Dos anécdotas en la playa: una vez estábamos filmando junto al mar, con la marea bajita. Ahí andábamos el productor, el actor, el asistente y el ayudante, todos concentrados en la escena. Yo estaba de espaldas, encima del actor, cuando de pronto subió la marea y sentí que una ola enorme me cayó encima y me arrastró hacia el mar. Tragué un montón de agua porque estaba superagitada; prácticamente me estaba ahogando cuando me ayudaron a salir.

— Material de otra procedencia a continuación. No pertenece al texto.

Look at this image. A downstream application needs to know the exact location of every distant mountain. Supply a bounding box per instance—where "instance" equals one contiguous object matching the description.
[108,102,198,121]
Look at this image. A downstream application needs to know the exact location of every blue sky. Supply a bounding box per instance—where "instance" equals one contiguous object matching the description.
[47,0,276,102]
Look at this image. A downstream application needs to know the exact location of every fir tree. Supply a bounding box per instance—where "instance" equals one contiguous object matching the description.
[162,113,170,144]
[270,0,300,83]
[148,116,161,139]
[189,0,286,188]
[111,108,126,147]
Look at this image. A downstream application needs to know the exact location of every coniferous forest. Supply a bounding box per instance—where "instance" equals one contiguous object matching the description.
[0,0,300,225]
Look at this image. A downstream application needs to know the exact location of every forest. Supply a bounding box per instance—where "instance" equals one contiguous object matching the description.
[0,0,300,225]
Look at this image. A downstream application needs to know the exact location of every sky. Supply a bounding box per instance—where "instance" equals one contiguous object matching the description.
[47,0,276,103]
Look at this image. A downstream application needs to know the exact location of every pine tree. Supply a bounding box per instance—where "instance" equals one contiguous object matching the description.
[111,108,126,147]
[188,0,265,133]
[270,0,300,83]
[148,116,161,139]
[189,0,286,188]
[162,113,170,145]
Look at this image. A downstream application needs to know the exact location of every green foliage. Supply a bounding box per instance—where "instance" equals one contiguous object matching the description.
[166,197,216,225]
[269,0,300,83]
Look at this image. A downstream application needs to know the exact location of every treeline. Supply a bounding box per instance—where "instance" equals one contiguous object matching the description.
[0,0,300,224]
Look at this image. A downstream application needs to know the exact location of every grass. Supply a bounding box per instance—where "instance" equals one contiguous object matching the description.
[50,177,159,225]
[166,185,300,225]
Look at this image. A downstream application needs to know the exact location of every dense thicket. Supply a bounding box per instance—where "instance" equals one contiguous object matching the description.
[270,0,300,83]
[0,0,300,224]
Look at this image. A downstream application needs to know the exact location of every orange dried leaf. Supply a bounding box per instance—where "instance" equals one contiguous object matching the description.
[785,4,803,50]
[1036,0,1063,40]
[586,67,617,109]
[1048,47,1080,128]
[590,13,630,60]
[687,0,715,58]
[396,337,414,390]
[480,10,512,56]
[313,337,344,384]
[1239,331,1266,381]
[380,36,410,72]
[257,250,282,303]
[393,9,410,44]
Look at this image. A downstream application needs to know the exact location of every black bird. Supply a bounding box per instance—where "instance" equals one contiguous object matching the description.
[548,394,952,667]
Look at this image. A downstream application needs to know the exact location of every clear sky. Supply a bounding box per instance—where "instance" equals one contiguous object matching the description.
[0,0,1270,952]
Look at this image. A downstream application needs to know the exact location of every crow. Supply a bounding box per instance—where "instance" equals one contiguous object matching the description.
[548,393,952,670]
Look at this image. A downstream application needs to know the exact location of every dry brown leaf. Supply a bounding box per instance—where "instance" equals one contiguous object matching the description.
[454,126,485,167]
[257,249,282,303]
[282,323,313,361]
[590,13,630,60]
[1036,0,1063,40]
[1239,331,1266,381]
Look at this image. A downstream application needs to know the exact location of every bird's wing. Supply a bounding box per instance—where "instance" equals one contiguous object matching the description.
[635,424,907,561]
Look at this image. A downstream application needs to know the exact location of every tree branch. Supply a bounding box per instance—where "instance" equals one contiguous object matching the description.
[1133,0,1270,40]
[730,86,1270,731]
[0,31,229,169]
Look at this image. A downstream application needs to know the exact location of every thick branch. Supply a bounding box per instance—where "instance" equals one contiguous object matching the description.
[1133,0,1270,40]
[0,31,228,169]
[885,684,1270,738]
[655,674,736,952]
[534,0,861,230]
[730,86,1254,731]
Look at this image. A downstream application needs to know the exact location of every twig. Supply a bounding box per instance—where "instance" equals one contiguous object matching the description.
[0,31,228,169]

La otra: estábamos haciendo una escena en una playa llena de cangrejos chiquitos. Trabajar sobre la arena es muy complicado porque con el roce se te pela la piel, y como la arena se queda pegada, la penetración es muy difícil. El caso es que, cuando acabamos, yo estaba de cuclillas limpiándome cuando me veo un cangrejito pegado de la vagina. Salí corriendo, gritando como loca: ¡quítenmelo, quítenmelo! Al final, hubo que cortarle la manito con una tijera porque no quería soltarse.

9.

Mi esposo es supertranquilo, es cero celoso. Nosotros hacemos nuestras fantasías privadas y a él le importa un pepino verme con otro. Es demasiado seguro. Él se queda en Colombia cuando yo viajo a grabar y por la noche, cuando acabo, nos conectamos a Skype para charlar del trabajo. Entonces le cuento de la escena, le hago una descripción, y él se excita y acabamos masturbándonos juntos.

10.

Aunque no solemos involucrar sexo con sentimientos, casi todos los actores me invitan, después de grabar, a fiestas o reuniones privadas. Todos han intentado una cita conmigo, pero con ninguno lo he hecho. Hay uno con el que me siento muy bien, Bill Bailey, porque es un mono, de ojos azules… ¡papacito! Él siempre intentó salir conmigo, pero le dije: “Mire, yo no me quiero involucrar. Pero, si quiere, lo que podemos hacer para que la escena sea más real es que lo hagamos antes de filmar”. Entonces siempre llegábamos una hora antes y mientras alistaban el set nosotros nos poníamos a practicar.

Si conozco a un tipo feo y por alguna casualidad le veo el paquete, a mí se me olvida el resto. Tengo una obsesión. Cuando hago una escena, cierro los ojos y me meto en mi fantasía.